Which is why Andhra Pradesh's Chief Minister, Nara Chandrababu Naidu, is keen as much on attracting investment as in ensuring that the people who drive the knowledge-based industry have a stimulating environment to reside in. His Vision 2020 for Andhra Pradesh seeks to provide an environment "where every man, woman, and child has access to not just the basic minimum needs, but to all the opportunities for leading a happy and fulfilling life."

The human aspect of clustering is of particular importance in an economy where low-cost manpower has created industrial townships, which, in turn, have bred poverty and squalor. Without a clear-cut blueprint, business has grown in a haphazard fashion. Clusters often thrive not because vendors have superior manufacturing and distribution processes, but because the supply chain feeds on the unregulated, low-cost, unorganised sector. As competition intensifies, customers become more sophisticated, and the quality of life becomes paramount, such fragile clusters will implode.

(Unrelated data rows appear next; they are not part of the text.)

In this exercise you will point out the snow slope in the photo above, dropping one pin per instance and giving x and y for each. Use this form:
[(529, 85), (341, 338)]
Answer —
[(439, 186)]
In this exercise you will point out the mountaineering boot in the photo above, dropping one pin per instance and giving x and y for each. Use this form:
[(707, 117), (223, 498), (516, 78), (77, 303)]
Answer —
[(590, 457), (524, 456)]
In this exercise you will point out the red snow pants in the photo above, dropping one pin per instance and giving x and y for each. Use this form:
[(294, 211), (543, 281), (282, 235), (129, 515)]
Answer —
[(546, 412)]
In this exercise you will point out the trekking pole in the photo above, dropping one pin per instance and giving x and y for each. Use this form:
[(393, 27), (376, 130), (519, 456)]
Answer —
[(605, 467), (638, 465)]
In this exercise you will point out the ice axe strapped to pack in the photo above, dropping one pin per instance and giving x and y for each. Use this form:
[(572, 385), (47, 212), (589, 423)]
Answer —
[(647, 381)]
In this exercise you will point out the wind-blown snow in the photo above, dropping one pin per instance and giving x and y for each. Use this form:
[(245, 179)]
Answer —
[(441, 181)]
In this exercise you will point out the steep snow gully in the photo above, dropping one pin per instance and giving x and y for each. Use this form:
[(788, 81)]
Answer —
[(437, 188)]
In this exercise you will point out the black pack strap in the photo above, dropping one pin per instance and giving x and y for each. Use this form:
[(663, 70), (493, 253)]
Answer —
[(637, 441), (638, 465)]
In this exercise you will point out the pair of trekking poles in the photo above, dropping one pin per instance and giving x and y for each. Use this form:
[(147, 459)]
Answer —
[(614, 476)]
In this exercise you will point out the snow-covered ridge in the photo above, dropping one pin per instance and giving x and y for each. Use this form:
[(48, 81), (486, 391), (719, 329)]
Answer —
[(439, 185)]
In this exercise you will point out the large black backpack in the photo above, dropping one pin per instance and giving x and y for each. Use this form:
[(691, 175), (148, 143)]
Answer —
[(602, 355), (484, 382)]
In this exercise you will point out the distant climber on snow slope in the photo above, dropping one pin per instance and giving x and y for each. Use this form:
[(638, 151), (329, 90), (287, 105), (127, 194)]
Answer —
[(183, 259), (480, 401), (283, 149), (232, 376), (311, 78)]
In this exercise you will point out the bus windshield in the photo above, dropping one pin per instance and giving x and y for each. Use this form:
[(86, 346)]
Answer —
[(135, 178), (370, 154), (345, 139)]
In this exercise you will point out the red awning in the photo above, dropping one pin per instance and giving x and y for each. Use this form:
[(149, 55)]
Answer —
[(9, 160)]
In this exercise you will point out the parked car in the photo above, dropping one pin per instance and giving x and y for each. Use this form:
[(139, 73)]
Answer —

If anything, the fate of a cluster lies in the hands of the policy-maker, who decides what business a city or state administration should encourage. It entails a thorough understanding of a country's factor advantages and a city's ability to bring a string of inter-connected value activities together. The Hyderabad that Naidu envisions is a cluster that will be enriched by local talent, be part of the global supply chain, and continuously move up the value scale. But a business paradigm needs political continuity to thrive as much as it needs personal involvement. Hyderabad has the potential to rival Bangalore. That is easy, but its ability to become a global cluster is doubtful. Politics will ensure that. For, a cluster mind-set takes decades to develop, and visionaries like Naidu are as rare as global Indian clusters.

Nothing portrays the plight of India's cities better than Fortune's 1998 Global Best Cities, where not a single Indian city figures among the Top Ten Asian cities. Without being in control of their economic and social destiny, the cities can do little to transform themselves. Business requires institutes of hi-tech learning, R&D laboratories, linkages that foster innovation, and clear-cut policies. Clustering entails a deep understanding of the new value-chain dynamics: venture capitalists and suppliers are encouraged as much as end-buyers; business and life mix well; and the metropolitan administration has as much of a role as the top management team in ensuring that the new eco-system, like a leading-edge firm, is always open to change. Only then can today's clusters hope to become tomorrow's corporate city-states.